Your Style Or Theirs?

About ten years ago I had a chat with a copywriter who is now an ECD. As we drained our pints, he made the heretical assertion that Mary Wear was a better writer than David Abbott. His argument went that Mary created a completely different voice for each of her clients, while David tended to write in his own voice for whichever client was blessed with his copy.

I don’t think I need to point out that both were/are extremely good and successful at what they did/do, so either way could work well. But that’s just on the level of single creatives; what about agencies and the wisdom of having a house style?

Even if most shops would suggest that they find an individual tone for each of their clients, that may only be true within the parameters of a consistent approach that is broad enough to accommodate different voices.

For example:
DDB generally coveys its communications with a slightly irreverent intelligence, and has done so brilliantly for decades.
BBH has always existed on the ‘cooler’ and more visual side of things (Sir John is a famous believer in the minimalism of copy, although the recent Barnados print ads have provided an admirable exception)
Delaney Lund has had a reputation for marrying their clients to a musical solution.
There’s something about WCRS that seems very likeable, almost persuading you without you realising.
Mother: for years, nothing but funny. Now: funny with an occasional bit of ‘cool’.
Wiedens don’t seem to take anything on unless they can do it ‘well’. The definition of ‘well’ is is obviously subjective, but they never just chuck things out.

Etc.

I’m sure you can find common threads in many of the agencies, and that’s understandable: after all, clients come to agencies because they want their kind of work. If you want Mother, you don’t go to Publicis, and vice versa. Generally, the same group of people will be imposing their unique personalities on the work, so it’s unlikely they’ll be able to lurch from gently intellectual to bat-shit crazy without it seeming odd.
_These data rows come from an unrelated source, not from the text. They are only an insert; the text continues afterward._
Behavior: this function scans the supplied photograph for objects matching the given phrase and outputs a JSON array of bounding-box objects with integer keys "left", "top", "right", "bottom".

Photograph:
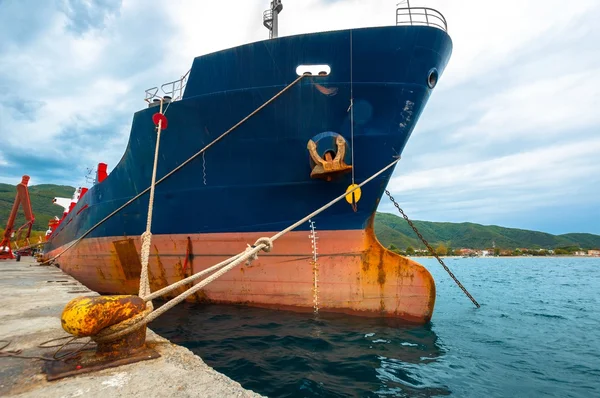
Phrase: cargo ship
[{"left": 43, "top": 0, "right": 452, "bottom": 323}]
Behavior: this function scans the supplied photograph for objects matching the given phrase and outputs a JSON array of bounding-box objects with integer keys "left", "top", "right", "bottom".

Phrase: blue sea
[{"left": 150, "top": 257, "right": 600, "bottom": 397}]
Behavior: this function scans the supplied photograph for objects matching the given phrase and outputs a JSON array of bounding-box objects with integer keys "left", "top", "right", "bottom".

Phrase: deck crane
[{"left": 0, "top": 175, "right": 35, "bottom": 260}]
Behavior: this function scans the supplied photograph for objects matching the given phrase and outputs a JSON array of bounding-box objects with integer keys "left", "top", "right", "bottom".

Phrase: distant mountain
[
  {"left": 375, "top": 213, "right": 600, "bottom": 249},
  {"left": 0, "top": 183, "right": 75, "bottom": 231},
  {"left": 0, "top": 184, "right": 600, "bottom": 249}
]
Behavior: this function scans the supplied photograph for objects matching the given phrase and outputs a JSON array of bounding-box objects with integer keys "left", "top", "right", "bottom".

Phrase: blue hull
[{"left": 45, "top": 26, "right": 452, "bottom": 252}]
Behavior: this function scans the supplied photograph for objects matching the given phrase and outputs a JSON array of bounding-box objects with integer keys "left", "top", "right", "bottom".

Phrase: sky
[{"left": 0, "top": 0, "right": 600, "bottom": 234}]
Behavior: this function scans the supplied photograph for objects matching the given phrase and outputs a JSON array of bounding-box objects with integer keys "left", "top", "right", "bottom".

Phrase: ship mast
[{"left": 263, "top": 0, "right": 283, "bottom": 39}]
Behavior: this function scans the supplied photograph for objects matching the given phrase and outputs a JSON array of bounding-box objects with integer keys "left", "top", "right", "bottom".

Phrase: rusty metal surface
[
  {"left": 48, "top": 225, "right": 435, "bottom": 323},
  {"left": 42, "top": 347, "right": 160, "bottom": 381},
  {"left": 51, "top": 296, "right": 160, "bottom": 380},
  {"left": 113, "top": 238, "right": 142, "bottom": 279},
  {"left": 306, "top": 135, "right": 352, "bottom": 181},
  {"left": 61, "top": 295, "right": 146, "bottom": 337}
]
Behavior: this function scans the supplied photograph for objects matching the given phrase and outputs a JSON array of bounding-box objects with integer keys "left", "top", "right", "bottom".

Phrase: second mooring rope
[{"left": 94, "top": 158, "right": 400, "bottom": 342}]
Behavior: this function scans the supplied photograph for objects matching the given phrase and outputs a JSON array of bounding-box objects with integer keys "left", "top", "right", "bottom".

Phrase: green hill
[
  {"left": 375, "top": 213, "right": 600, "bottom": 249},
  {"left": 0, "top": 184, "right": 600, "bottom": 249}
]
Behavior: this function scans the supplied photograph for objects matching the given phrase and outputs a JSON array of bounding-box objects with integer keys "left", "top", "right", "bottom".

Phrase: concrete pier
[{"left": 0, "top": 257, "right": 260, "bottom": 398}]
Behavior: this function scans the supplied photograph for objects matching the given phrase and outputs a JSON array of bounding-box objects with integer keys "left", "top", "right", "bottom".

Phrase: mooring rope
[
  {"left": 93, "top": 158, "right": 400, "bottom": 342},
  {"left": 40, "top": 74, "right": 308, "bottom": 265}
]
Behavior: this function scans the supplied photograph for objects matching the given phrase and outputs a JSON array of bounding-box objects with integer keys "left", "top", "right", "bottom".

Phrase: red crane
[{"left": 0, "top": 175, "right": 35, "bottom": 260}]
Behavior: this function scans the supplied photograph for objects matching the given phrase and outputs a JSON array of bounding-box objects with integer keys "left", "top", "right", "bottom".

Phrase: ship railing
[
  {"left": 144, "top": 69, "right": 191, "bottom": 105},
  {"left": 263, "top": 9, "right": 273, "bottom": 29},
  {"left": 396, "top": 7, "right": 448, "bottom": 32}
]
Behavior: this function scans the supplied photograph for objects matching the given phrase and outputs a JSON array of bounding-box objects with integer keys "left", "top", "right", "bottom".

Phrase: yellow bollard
[{"left": 61, "top": 295, "right": 146, "bottom": 337}]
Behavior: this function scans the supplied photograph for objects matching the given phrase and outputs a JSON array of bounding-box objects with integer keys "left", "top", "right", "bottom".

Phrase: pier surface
[{"left": 0, "top": 257, "right": 260, "bottom": 398}]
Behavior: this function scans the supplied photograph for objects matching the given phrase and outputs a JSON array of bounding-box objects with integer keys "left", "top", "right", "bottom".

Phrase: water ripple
[{"left": 150, "top": 258, "right": 600, "bottom": 397}]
So there may have been a very good reason why David’s voice didn’t change hugely from client to client: many of those clients existed within a middle class, deeply British, fabric-of-society area that could take a similarity of approach. And it’s pretty difficult to argue that Sainsbury’s, BT, RSPCA and Yellow Pages were harmed by that similarity. If anything, it may have provided a benefit, as each brand bolstered the others as the kind of companies you could like and trust.

So, your style or theirs? Looks like ‘yours, but within it, theirs’ works pretty well.